The issue of “agency” may become a critical issue in negotiating reporting requirements. If the covered entity controls the manner in which the business associate’s work is performed (e.g., it can provide interim instructions above and beyond the contractual terms), then the covered entity will be deemed to know of a breach as soon as the business associate discovers the breach. In such cases where the business associate is considered an “agent” of the covered entity (rather than an independent contractor), the covered entity’s requirements to notify individuals, HHS, and the media begins as soon as the business associate discovers the incident. Accordingly, the greater the covered entity’s control over the manner in which the business associate works, the shorter the reporting time period the covered entity may insist upon.

Additionally, business associates should consider how they will address the extremely broad definition of “security incident,” which encompasses mere attempts (regardless of whether successful). The state of the world is such that a business associate may experience thousands of failed attempts at unauthorized access or interruption of services each day, and it may be unrealistic to log and report each attempt. Accordingly, one contracting strategy is to provide proactive notification, in the business associate agreement itself, of the regular occurrence of unsuccessful attempts. This may offer the best solution for both parties, as neither party may be interesting in knowing about such attempts. But some covered entities may be unwilling to take this approach because the HIPAA Security Rule requires the contract to require the business associate to report any “security incidents” (which is defined to include such attempts), and does not include a carve out or formal guidance suggesting that proactive notice will suffice.

Regardless of the reporting terms that the parties reach, the business associate should remain cognizant of state laws that may impose stricter requirements. These state laws are usually – but not always – limited to “computerized data” and “personal information” that creates a risk of identity theft. But the state law may require the business associate to report and breach of security “immediately” or may include a specific deadline.

In sum, business associates are subject to a variety of reporting requirements, including breaches of unsecured protected health information, impermissible uses and disclosures that do not rise to the level of a breach, security incidents, and state law requirements.
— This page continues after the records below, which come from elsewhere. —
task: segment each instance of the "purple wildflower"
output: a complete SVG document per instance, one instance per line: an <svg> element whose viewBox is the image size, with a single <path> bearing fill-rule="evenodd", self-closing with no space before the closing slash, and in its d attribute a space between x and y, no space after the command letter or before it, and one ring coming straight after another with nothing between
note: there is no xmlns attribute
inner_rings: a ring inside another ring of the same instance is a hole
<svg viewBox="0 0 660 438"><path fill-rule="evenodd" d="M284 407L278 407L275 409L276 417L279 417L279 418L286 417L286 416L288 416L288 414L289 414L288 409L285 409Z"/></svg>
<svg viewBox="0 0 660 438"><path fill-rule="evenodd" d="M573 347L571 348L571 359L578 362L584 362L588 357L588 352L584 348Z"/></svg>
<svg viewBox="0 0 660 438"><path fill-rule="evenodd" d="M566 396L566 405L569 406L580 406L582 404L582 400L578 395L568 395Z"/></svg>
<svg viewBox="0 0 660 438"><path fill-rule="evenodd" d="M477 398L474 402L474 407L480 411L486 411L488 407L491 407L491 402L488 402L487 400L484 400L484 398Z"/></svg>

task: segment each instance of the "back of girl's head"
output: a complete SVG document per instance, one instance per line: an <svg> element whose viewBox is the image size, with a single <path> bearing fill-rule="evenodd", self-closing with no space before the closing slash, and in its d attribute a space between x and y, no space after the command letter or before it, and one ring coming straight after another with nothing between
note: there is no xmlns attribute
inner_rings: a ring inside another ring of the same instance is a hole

It is important for business associates to understand the various obligations and develop policies and procedures that comply with all of them. The business associate then should try to conform its contacts to its operations, agreeing to provisions that satisfy the covered entity but are operationally realistic for the business associate. Otherwise, it is easy for the business associate to find itself agreeing to whatever terms the covered entity seeks, but ending up in a quagmire with hundreds of varying customer breach notification obligations that may not be achievable in practice.

Adam Greene is a partner in the Washington, D.C. office of Davis Wright Tremaine and co-chair of its Health Information Group. Adam primarily counsels health care providers, technology companies, and financial institutions on compliance with the HIPAA privacy, security, and breach notification rules. Previously, Adam was a regulator at the U.S. Department of Health and Human Services, where he was responsible for determining how HIPAA rules apply to new and emerging health information technologies and was instrumental in the development of the current HIPAA enforcement process.